The action for the new small software companies is outside the firewall. Whereas big software companies are digesting their acquisitions to provide an end-to-end enterprise data management and governance solution inside the enterprise; small vendors are focused on external internet-based applications.

For example, Actuate provides better reporting for the customers of financial services companies. They are bringing wealth management to the desktop of the wealthy, rather than their financial advisors. Verix maps a pharmaceutical or insurance company’s sales performance against customer buying patterns extracted from the Web. Attentio scours blogs and wikis to extract and measure what customers feel and think about particular companies or brands. They measure customer sentiment on the web. Adify ensures that brands are represented in the “right” web sites which are frequented by the customer segments they wish to attract.

MarkMonitor looks for phishing scams, counterfeiting and other unlawful or unwanted Internet activities that could damage the brands of their customers. For example counterfeit cheap toys marketed on the Internet are a problem for the toy brands. Also MarkMonitor recently found 349 auction sites selling toys recalled by branded manufacturers for health and safety reasons.

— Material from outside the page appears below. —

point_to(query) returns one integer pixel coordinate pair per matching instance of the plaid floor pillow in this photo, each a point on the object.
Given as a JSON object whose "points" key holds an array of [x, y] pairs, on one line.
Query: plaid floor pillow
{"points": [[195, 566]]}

So what are the attributes of these “new age” companies?

  1. They operate a SaaS (Software as a Service) model, which is beloved by customers for its low commitment, low entry cost and fast speed to market, and by VCs for its guarantee of future cashflows.
  2. They combine industry sector specialism with external internet-savvy applications.
  3. They seek to manage, control and report on defined information and processes that are part of the endless sprawl that is the Internet.

These are “information services providers” that use software as a means to an end, rather than an end in itself. The ‘end’ is a potent cocktail of industry solutions, real-time information reporting from the Internet, and value-added professional services, all delivered in an intangible virtual form. This encourages customers to try and buy without the intervention of an expensive direct sales force. For example, MarkMonitor signed a large Asian bank as a customer for a six-figure deal without ever meeting them face-to-face.

The Internet will be the driver for a new generation of software vendors. In such a world the market is not maturing, it is only just beginning. So expect a plethora of new information services providers to appear in 2008. The challenge for them is to be heard above the clatter and noise on the Internet. As a result they will be using highly targeted online digital marketing techniques to build their brands and customers. Vendor marketing messages for these more complicated applications need to be more clearly articulated and crafted, so that customers “get it” and see the vendor as a trust-worthy source. Easy access to vendor information on the Internet is key to achieving this goal.

But slick marketing messages alone won’t do it. In 1996, Andrew Grove, the then CEO of Intel wrote his famous book ‘Only the Paranoid Survive’. Times have changed. Robin Saxby, the founder of ARM Holdings who produce chips for mobile phones said recently “nowadays only the innovative survive”. How true. Merry Xmas!